In PostgreSQL 9.2 / PostGIS 2.0.2 I had an index on a spatial column, created with

CREATE INDEX tiger_data_sld_the_geom_gist ON tiger_data.sld USING gist(the_geom);

Subsequently dropped the index with

DROP INDEX tiger_data_sld_the_geom_gist;

But now, when I try to recreate, I get this error:

#  CREATE INDEX tiger_data_sld_the_geom_gist ON tiger_data.sld USING gist(the_geom);
ERROR:  relation "tiger_data_sld_the_geom_gist" already exists

Dropping again doesn't work. It says that the index doesn't exist:

# DROP INDEX tiger_data_sld_the_geom_gist;
ERROR:  index "tiger_data_sld_the_geom_gist" does not exist

I haven't found the relation "tiger_data_sld_the_geom_gist" in any list of database objects, have tried DROP TABLE, and searched around for solutions.

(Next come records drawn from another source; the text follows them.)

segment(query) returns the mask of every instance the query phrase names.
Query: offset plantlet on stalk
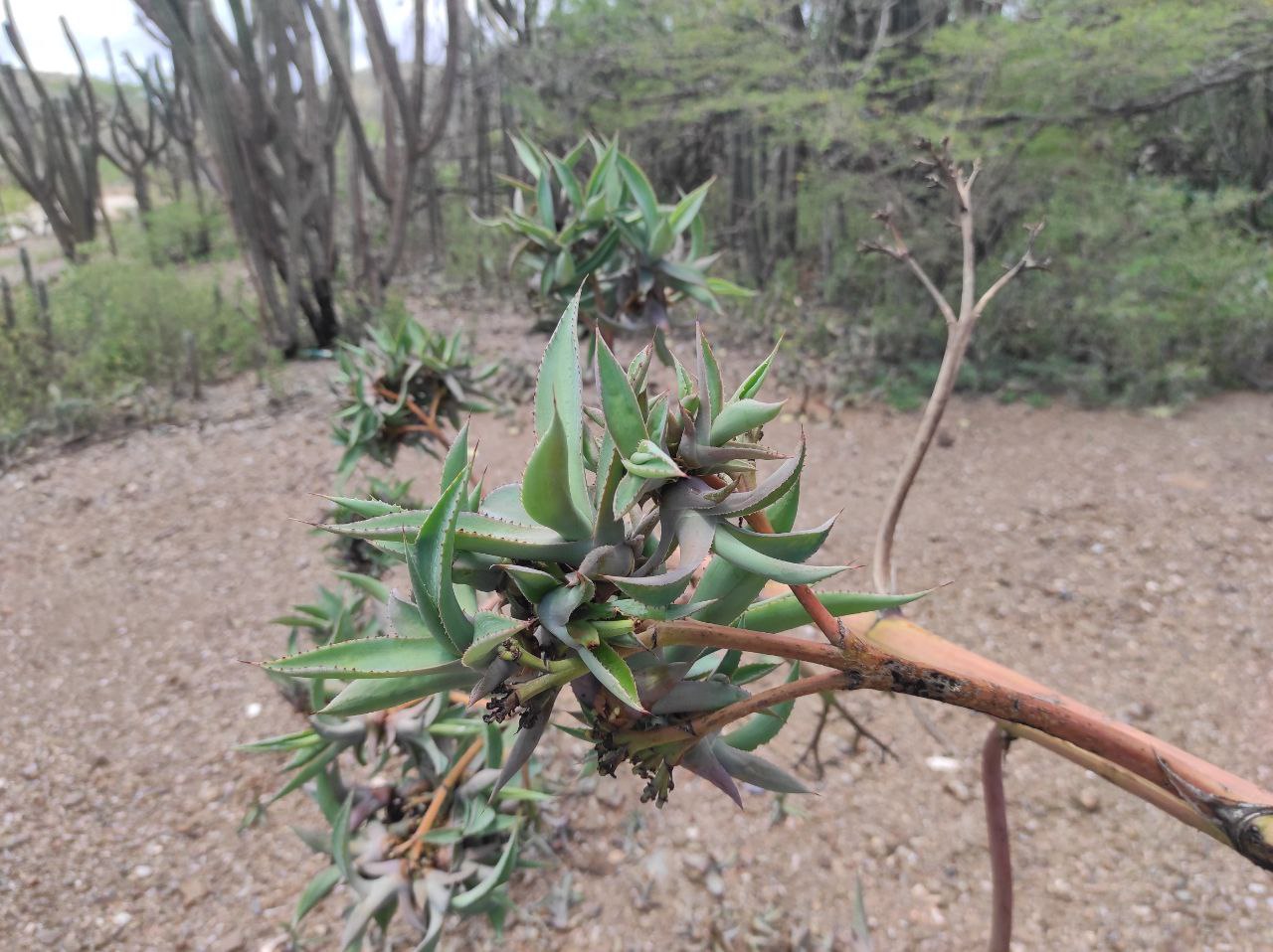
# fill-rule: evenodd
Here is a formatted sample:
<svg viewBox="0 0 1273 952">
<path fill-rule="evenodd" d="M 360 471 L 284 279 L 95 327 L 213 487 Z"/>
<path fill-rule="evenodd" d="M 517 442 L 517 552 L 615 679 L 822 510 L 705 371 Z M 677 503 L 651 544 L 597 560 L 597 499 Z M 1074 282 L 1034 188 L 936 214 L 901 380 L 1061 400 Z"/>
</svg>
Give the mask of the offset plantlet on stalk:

What is this mystery relation "tiger_data_sld_the_geom_gist", and how do I remove it so that I can create the index?


Also have tried restarting the server, and dumping / dropping / reloading the table (dropped with CASCADE).

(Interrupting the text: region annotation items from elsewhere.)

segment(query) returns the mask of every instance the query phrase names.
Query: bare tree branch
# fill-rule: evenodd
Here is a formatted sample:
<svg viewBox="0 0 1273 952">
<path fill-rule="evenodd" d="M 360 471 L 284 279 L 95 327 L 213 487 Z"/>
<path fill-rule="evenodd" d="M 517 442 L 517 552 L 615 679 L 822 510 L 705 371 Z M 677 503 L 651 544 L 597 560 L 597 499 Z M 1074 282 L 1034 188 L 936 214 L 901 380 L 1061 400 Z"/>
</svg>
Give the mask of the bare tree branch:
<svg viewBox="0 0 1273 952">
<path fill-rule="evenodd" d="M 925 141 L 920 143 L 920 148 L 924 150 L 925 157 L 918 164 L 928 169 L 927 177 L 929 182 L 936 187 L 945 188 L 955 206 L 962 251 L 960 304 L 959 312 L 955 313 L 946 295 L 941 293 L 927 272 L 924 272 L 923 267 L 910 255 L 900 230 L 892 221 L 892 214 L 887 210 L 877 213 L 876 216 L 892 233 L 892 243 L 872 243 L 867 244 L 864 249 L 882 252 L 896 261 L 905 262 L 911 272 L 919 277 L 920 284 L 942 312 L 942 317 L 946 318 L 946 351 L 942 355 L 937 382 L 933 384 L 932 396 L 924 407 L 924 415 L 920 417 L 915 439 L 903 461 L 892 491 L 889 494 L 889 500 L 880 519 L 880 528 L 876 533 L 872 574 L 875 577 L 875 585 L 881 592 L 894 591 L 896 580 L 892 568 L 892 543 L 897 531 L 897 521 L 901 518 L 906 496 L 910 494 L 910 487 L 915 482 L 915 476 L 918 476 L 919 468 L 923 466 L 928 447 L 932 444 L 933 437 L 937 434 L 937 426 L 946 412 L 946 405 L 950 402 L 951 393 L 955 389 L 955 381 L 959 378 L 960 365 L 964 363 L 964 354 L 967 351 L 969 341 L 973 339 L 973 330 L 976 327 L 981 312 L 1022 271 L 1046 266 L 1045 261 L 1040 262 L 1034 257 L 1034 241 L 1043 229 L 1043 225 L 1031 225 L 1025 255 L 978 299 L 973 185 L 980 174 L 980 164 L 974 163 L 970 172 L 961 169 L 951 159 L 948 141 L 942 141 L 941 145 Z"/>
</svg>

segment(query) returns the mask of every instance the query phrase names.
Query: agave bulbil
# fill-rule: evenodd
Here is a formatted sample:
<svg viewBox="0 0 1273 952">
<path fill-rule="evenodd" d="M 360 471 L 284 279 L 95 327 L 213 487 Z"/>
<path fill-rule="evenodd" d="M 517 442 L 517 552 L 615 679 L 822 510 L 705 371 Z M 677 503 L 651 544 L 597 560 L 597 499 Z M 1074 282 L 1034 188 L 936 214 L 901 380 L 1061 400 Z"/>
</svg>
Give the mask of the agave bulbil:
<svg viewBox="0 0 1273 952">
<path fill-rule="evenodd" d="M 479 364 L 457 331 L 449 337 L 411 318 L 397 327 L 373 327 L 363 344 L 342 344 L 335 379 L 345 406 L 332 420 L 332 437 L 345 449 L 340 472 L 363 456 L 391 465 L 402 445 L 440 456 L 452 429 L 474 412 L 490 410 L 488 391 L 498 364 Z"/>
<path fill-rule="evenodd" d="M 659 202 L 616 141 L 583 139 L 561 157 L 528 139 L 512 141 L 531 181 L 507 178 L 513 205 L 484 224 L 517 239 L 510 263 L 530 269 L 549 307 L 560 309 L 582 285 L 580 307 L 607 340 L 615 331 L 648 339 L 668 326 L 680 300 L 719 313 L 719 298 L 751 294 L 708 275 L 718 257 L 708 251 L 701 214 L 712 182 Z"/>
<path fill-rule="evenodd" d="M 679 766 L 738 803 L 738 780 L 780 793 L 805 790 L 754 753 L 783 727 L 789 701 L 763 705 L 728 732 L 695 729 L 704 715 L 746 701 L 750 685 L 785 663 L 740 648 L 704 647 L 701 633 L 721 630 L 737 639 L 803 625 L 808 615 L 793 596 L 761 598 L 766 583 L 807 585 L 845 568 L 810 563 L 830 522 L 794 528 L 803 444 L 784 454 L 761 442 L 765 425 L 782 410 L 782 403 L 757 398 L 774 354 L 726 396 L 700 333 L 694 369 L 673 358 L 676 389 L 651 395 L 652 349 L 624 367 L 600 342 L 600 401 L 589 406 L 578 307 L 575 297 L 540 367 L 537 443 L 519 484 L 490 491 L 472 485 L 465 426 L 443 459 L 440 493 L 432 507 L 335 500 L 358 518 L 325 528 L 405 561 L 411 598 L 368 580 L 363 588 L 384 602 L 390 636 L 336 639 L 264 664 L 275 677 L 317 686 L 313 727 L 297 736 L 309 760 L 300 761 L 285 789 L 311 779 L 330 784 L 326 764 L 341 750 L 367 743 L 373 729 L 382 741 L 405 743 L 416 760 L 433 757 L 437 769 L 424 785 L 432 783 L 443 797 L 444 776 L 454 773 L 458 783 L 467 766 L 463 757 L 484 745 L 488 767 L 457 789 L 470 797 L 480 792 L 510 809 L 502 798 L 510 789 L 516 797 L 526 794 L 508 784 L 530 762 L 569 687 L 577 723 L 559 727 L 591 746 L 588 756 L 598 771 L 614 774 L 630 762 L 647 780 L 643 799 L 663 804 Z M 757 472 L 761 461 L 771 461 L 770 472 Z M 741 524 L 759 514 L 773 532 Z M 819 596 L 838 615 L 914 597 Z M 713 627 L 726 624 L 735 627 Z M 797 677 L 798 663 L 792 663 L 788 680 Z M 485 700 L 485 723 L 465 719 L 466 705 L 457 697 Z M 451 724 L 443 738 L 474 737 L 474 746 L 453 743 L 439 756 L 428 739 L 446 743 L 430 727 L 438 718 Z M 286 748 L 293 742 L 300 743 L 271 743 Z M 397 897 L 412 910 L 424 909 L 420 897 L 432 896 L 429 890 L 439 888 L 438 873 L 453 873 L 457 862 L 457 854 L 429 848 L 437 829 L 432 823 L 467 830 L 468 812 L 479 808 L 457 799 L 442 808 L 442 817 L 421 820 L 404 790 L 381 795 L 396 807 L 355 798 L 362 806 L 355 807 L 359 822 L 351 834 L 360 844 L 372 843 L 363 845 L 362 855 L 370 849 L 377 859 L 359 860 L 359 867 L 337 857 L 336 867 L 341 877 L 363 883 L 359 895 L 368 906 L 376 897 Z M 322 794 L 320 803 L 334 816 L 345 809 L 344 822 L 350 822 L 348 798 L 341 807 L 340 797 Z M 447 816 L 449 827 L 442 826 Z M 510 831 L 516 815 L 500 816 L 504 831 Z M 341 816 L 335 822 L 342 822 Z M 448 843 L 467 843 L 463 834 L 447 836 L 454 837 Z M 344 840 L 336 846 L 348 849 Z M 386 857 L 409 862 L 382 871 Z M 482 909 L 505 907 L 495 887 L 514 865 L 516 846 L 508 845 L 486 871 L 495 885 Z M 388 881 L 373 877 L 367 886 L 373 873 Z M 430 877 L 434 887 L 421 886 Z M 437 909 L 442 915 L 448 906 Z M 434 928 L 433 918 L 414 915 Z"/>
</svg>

  • Try a "SELECT * FROM pg_class" and see what's listed. Try it with and without a condition on relname,relnamespace and see if the index usage makes a difference. – Richard Huxton Sep 2 '13 at 21:31
  • Sorry, I didn't see your comment before I posted my solution. I imagine that performing the SELECT won't reveal clues now, since I've rebuilt everything. – kentr Sep 3 '13 at 0:38

Unless you are setting the search_path GUC to (or at least including) the tiger_data schema, you need to add the schema to the index name to issue the DROP INDEX (I'd use it in any case for safety):

DROP INDEX tiger_data.tiger_data_sld_the_geom_gist;

That's because the index always go to the same schema of the table it belongs to. If the above doesn't solve your problem, you can check if this relation name exists and on each schema it is in with the following:

SELECT r.relname, r.relkind, n.nspname
FROM pg_class r INNER JOIN pg_namespace n ON r.relnamespace = n.oid
WHERE r.relname = 'tiger_data_sld_the_geom_gist';

It will return the kind (i for indexes, r for tables, S for sequences and v for views) of any relation that has the name tiger_data_sld_the_geom_gist and name of the schema it belongs to.

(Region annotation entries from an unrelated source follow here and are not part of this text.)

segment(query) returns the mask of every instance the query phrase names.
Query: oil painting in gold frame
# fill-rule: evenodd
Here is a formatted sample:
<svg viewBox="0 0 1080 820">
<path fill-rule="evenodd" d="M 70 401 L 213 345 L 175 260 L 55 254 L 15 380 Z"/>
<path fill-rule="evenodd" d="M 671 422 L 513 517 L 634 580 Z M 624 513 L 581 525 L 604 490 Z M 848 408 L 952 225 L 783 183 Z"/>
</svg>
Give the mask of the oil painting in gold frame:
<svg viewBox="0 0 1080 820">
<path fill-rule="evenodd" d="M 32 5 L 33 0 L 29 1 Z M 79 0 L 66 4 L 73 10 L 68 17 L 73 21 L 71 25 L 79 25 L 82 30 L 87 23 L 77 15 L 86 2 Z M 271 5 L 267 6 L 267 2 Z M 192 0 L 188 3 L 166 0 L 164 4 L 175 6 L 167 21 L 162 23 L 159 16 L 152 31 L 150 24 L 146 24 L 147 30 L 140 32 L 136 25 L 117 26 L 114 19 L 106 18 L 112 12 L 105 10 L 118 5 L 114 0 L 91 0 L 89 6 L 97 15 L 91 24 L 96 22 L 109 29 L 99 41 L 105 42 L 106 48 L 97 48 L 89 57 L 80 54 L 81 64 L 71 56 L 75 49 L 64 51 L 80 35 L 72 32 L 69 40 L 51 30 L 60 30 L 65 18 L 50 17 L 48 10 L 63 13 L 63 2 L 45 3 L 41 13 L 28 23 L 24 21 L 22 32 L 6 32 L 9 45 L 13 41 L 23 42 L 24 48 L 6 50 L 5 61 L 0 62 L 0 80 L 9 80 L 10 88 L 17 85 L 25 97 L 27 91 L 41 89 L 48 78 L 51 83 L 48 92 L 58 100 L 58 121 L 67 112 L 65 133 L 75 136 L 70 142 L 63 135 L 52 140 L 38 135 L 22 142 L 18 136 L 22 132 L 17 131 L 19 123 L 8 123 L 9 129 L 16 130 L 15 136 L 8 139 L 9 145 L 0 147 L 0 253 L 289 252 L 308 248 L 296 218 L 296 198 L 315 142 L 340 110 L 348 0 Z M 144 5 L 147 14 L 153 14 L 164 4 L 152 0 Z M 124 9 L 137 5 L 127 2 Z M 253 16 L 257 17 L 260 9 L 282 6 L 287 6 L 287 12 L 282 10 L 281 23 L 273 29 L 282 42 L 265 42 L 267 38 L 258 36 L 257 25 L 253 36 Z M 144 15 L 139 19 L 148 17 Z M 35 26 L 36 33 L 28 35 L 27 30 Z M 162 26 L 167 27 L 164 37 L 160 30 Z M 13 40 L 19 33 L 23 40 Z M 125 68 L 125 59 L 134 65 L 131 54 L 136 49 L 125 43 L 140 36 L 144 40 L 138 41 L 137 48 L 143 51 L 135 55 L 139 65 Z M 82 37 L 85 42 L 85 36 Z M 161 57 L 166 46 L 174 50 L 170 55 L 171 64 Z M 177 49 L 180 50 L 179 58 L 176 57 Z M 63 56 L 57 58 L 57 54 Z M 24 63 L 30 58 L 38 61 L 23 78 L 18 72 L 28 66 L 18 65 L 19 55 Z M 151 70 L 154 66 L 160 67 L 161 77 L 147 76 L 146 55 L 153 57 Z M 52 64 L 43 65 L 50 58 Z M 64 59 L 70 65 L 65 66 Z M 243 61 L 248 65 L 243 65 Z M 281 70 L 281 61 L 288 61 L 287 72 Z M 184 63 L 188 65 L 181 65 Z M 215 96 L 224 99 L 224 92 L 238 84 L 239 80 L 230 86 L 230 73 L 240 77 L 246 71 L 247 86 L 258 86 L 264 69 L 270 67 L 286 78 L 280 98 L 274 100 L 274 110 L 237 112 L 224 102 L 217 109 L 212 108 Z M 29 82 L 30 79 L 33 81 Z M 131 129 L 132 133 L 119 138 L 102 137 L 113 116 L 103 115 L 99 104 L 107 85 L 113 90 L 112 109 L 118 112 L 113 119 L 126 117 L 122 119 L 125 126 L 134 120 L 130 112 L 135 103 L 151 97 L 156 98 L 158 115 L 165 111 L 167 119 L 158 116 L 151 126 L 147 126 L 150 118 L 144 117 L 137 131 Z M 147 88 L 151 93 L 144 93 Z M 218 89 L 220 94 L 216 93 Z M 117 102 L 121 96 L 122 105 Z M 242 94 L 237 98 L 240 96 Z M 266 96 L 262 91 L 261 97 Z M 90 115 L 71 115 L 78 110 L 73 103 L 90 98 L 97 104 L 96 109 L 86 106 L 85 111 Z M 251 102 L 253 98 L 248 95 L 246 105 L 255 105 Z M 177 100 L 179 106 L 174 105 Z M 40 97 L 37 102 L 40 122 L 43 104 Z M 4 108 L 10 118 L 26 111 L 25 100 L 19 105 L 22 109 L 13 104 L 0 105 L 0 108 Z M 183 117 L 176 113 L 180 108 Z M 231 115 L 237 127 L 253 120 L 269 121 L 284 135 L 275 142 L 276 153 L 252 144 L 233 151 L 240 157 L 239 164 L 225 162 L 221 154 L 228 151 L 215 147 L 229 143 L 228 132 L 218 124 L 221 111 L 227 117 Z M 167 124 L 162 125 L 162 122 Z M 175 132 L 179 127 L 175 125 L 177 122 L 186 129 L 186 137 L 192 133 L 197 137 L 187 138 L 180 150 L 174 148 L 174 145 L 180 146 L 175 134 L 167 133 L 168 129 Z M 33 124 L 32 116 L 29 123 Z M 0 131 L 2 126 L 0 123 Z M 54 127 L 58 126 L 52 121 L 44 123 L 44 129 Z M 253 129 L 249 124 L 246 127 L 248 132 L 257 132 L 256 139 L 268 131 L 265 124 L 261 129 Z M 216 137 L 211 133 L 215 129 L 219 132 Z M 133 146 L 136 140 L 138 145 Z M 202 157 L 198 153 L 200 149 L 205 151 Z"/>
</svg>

  • Your answer came in while I was writing mine. I don't know if this is correct or not, so I'll let the community vote it up if so. – kentr Sep 3 '13 at 0:40
  • @kentr: I cannot guarantee with 100% that it was the case, but seems to be, your (strange, IMHO) approach seems to have hidden the real problem... – MatheusOl Sep 3 '13 at 0:52
  • :-). When a hammer doesn't work, use a sledgehammer... (that's meant to be self-deprecating humor). I suspected there was a better method than mine. – kentr Sep 3 '13 at 1:48

Though not particularly efficient, this appears to have done the trick:

  1. Dump the table with pg_dump.
  2. Drop the table.
  3. Dump the database with pg_dump.
  4. Drop the database.
  5. Recreate the database and reload from dump files.